Avon Products Inc named Johnson & Johnson executive Sherilyn McCoy as its new CEO, ending a four-month outside search for a fresh face to refocus the company and turn around sales at home and abroad.

The news comes a week after the world's largest direct seller of cosmetics rejected a takeover bid from fragrance company Coty Inc.

This is likely a clear sign that Avon's board is actively resisting Coty's acquisition offer, especially given the timing of today's announcement so quickly on the back of last week's public offer by Coty, Bernstein analyst Ali Dibadj said in a research note.

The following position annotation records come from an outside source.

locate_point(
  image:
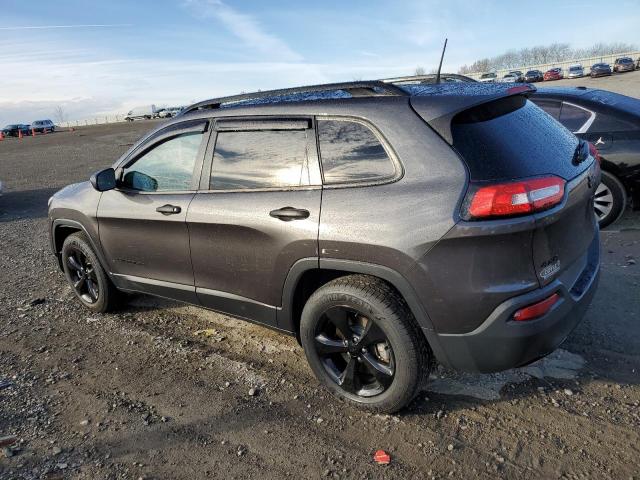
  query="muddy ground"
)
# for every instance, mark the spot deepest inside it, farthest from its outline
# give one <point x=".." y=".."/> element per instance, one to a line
<point x="160" y="390"/>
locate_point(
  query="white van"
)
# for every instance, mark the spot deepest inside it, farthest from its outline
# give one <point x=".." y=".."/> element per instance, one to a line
<point x="147" y="111"/>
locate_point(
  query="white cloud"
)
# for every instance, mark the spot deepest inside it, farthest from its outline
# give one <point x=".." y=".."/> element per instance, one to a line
<point x="245" y="27"/>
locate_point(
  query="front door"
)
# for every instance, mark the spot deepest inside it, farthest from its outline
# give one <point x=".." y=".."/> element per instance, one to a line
<point x="142" y="222"/>
<point x="256" y="214"/>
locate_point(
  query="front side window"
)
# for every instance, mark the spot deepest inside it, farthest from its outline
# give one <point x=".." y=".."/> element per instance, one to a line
<point x="351" y="152"/>
<point x="260" y="159"/>
<point x="168" y="166"/>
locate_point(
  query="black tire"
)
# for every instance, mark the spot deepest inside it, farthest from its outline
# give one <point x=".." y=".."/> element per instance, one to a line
<point x="610" y="200"/>
<point x="92" y="287"/>
<point x="407" y="351"/>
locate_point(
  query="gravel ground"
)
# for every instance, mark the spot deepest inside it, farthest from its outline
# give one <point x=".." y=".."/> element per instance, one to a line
<point x="162" y="390"/>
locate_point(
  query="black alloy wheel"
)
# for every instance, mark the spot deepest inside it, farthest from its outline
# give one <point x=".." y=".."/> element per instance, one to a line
<point x="83" y="275"/>
<point x="354" y="351"/>
<point x="86" y="276"/>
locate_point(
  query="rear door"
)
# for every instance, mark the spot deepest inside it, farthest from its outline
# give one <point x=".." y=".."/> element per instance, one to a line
<point x="255" y="215"/>
<point x="142" y="223"/>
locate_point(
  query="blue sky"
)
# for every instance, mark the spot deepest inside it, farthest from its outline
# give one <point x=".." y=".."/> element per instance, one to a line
<point x="97" y="58"/>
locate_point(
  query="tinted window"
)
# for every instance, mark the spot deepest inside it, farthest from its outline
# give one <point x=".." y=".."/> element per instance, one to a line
<point x="573" y="117"/>
<point x="351" y="152"/>
<point x="168" y="166"/>
<point x="552" y="107"/>
<point x="512" y="138"/>
<point x="260" y="159"/>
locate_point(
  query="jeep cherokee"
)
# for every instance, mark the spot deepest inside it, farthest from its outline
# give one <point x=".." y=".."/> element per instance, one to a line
<point x="386" y="226"/>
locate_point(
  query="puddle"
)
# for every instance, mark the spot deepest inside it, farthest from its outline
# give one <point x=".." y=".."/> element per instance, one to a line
<point x="560" y="364"/>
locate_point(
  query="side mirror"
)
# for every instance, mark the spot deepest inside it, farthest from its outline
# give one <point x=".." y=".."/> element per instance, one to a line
<point x="140" y="181"/>
<point x="104" y="180"/>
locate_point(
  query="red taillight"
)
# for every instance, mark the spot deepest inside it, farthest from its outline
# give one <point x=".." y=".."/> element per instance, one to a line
<point x="537" y="309"/>
<point x="594" y="152"/>
<point x="514" y="198"/>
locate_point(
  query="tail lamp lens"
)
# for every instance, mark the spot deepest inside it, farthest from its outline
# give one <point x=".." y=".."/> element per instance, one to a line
<point x="537" y="309"/>
<point x="513" y="198"/>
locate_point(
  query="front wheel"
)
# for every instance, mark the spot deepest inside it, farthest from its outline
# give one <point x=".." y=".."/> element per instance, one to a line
<point x="363" y="343"/>
<point x="610" y="200"/>
<point x="86" y="276"/>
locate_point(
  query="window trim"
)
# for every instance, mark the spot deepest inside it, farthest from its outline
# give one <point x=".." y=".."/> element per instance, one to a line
<point x="251" y="121"/>
<point x="399" y="168"/>
<point x="586" y="125"/>
<point x="162" y="136"/>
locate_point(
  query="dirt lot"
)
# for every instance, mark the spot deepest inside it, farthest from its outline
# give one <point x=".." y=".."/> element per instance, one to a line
<point x="161" y="390"/>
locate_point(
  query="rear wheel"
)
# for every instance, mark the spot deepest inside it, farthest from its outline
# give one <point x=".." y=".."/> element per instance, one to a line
<point x="363" y="343"/>
<point x="610" y="200"/>
<point x="86" y="276"/>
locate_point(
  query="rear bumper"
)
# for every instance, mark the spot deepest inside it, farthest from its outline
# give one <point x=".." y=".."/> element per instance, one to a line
<point x="501" y="343"/>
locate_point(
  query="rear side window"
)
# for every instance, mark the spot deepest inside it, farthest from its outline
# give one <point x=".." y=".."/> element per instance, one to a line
<point x="261" y="159"/>
<point x="573" y="117"/>
<point x="512" y="138"/>
<point x="351" y="152"/>
<point x="552" y="107"/>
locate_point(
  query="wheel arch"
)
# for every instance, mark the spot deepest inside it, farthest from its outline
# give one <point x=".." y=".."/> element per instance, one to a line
<point x="309" y="274"/>
<point x="61" y="229"/>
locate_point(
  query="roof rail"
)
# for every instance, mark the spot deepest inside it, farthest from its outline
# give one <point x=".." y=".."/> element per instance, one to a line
<point x="356" y="89"/>
<point x="429" y="78"/>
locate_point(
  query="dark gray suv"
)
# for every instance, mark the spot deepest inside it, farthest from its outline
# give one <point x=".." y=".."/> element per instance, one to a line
<point x="386" y="226"/>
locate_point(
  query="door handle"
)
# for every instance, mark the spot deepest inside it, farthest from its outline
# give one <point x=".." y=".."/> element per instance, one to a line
<point x="168" y="209"/>
<point x="286" y="214"/>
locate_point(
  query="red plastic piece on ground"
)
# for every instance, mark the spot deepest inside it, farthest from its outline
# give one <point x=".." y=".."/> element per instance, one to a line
<point x="382" y="458"/>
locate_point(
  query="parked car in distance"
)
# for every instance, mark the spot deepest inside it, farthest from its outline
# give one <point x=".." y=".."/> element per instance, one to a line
<point x="600" y="70"/>
<point x="488" y="77"/>
<point x="43" y="126"/>
<point x="297" y="217"/>
<point x="509" y="78"/>
<point x="15" y="129"/>
<point x="139" y="113"/>
<point x="575" y="71"/>
<point x="553" y="74"/>
<point x="519" y="75"/>
<point x="624" y="64"/>
<point x="534" y="76"/>
<point x="169" y="112"/>
<point x="612" y="123"/>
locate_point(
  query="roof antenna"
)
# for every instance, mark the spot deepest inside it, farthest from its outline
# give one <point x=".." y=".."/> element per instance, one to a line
<point x="441" y="58"/>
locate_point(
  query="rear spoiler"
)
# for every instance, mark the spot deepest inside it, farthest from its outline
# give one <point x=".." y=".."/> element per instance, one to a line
<point x="439" y="104"/>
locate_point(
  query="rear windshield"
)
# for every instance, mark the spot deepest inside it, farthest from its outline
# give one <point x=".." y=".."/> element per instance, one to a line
<point x="513" y="138"/>
<point x="628" y="105"/>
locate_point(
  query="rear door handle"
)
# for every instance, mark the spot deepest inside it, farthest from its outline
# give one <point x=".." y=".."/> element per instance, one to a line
<point x="168" y="209"/>
<point x="286" y="214"/>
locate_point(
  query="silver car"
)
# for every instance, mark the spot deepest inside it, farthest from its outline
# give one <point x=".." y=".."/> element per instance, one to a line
<point x="576" y="71"/>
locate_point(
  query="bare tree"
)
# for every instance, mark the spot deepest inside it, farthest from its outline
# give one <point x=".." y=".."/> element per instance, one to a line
<point x="60" y="114"/>
<point x="541" y="54"/>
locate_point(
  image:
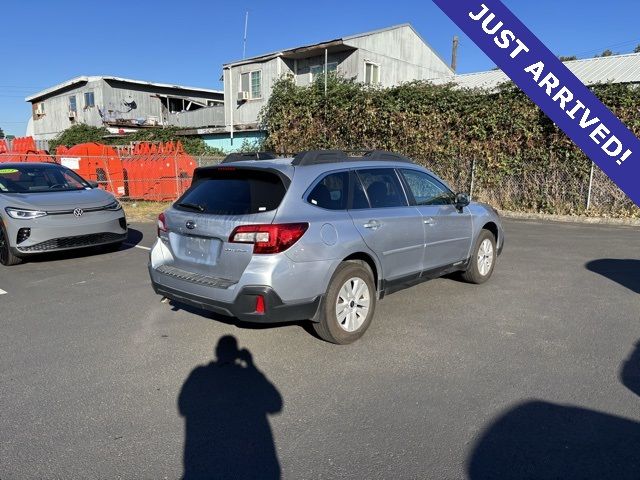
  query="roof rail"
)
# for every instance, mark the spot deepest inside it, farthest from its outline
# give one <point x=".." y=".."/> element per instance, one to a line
<point x="244" y="156"/>
<point x="318" y="157"/>
<point x="383" y="155"/>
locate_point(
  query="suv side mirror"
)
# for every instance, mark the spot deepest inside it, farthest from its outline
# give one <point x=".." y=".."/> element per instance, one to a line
<point x="462" y="200"/>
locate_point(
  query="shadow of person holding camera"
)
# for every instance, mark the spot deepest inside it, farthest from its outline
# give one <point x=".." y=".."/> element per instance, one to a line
<point x="225" y="405"/>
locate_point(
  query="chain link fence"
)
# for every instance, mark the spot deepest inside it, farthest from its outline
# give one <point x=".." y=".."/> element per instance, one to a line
<point x="164" y="177"/>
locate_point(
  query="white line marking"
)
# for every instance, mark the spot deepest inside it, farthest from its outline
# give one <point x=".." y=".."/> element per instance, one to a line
<point x="137" y="246"/>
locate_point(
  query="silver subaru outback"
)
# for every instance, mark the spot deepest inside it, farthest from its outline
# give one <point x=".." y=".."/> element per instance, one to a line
<point x="322" y="236"/>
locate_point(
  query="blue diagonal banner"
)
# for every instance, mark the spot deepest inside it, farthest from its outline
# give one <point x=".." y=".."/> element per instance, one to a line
<point x="552" y="86"/>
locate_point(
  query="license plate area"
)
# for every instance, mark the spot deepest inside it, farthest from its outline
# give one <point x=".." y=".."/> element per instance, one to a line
<point x="200" y="250"/>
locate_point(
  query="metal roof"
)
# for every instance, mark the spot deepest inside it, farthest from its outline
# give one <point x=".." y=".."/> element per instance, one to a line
<point x="337" y="42"/>
<point x="86" y="78"/>
<point x="614" y="69"/>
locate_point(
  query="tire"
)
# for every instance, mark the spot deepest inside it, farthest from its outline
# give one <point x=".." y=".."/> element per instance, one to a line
<point x="344" y="283"/>
<point x="7" y="258"/>
<point x="479" y="271"/>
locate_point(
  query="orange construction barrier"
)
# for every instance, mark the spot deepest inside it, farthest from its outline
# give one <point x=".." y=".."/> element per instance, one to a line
<point x="96" y="162"/>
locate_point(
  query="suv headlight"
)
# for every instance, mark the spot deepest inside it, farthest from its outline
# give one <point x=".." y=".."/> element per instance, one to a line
<point x="115" y="206"/>
<point x="23" y="214"/>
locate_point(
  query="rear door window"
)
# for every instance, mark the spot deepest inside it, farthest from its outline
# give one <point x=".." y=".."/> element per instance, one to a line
<point x="427" y="190"/>
<point x="383" y="187"/>
<point x="331" y="192"/>
<point x="233" y="192"/>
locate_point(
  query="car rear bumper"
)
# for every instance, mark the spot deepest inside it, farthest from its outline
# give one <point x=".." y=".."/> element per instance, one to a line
<point x="244" y="306"/>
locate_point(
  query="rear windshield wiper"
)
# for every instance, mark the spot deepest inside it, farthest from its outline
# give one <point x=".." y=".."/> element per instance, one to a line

In an interview last Monday after Coty made its bid for Avon public, Coty Chairman Bart Becht said the bid process would be complicated by Avon naming a new CEO. Coty could not immediately be reached for a comment on McCoy's appointment.

McCoy faces the task of turning around a company that has suffered sliding sales at home and in emerging markets such as Brazil and Russia. The new CEO will also be charged with boosting the morale of its diminished and often demoralized army of U.S. sales representatives.

The company, famous for the Ding Dong, Avon Calling advertisements in the 1950s and 1960s, also faces a federal probe into whether it broke U.S. anti-bribery laws overseas.

In December, Avon announced it would look outside the company for a replacement for current Chairman and CEO Andrea Jung, 53, who will become executive chairman.

Investors' lack of familiarity with McCoy, Jung's continued involvement as chairman, and the timing of the announcement so quickly after the takeover offer by Coty would likely disappoint investors, he said.

Avon's shares fell 3.5 percent, or 82 cents, to $22.59 in early trading on the New York Stock Exchange.

McCoy, 53, was with the pharmaceutical company for three decades, and most recently served as vice chairman of Johnson & Johnson's pharmaceutical, consumer, corporate office of science and technology, and information technology divisions.

Analysts gave her high marks for reshaping the company's pharmaceutical business as it faced patent expirations on some major drugs including the anti psychotic Risperdal and the epilepsy treatment Topamax.

But in January 2011, McCoy also took control of the consumer products business, which includes the Tylenol and Neutrogena brands.

The over-the-counter drug business was already facing manufacturing issues that had caused a series of recalls. Quality control problems at J&J's consumer unit were deemed so pervasive that U.S. health regulators took over supervision of three manufacturing plants a year ago.

McCoy has inherited a bit of a mess, but unfortunately for her I think that mess never got better, Cowen & Co analyst Ian Sanderson said. In February, the company said it was recalling its entire U.S. supply of infant Tylenol after parents complained about problems with a new dosing system.

McCoy will take up the new post April 23. She will also serve as a director on Avon's board.

Some Avon investors said last week that they wanted to wait to see a new CEO's plans for the company, rather than accepting a bid for Coty.

TOUGH TASK AHEAD

The new CEO has a unique combination of strategic and finely honed operational skills, a significant turnaround track record, global experience and people leadership, Fred Hassan, lead director of Avon's Board, said.

McCoy will report to the company's board of directors, Avon said in a statement on Monday.

McCoy was promoted to the post of vice chairman at J&J in December 2010, setting her up as a possible successor to CEO William Weldon. But in February, J&J announced that Alex Gorsky, who was named vice chairman at the same time as McCoy, would be the company's CEO, effective April 26.

McCoy joined J&J in 1982 as a scientist in the company's personal products unit. She had been in charge of J&J's pharmaceutical division since 2009 and has held senior management roles in the company's medical device business.

You have got to give her some credit for reshaping the pharmaceutical division into a very well run and what looks like a very well-positioned business at J&J, Morningstar analyst Damien Conover said.

Sanderson said McCoy was very impressive when she ran a meeting for analysts and investors to review J&J's pharmaceutical business last May.

She has really steered that business through some fairly major patent expirations over the past couple of years and made the pipeline relevant again, Sanderson said, pointing to new medicines for prostate cancer, stroke prevention and psoriasis.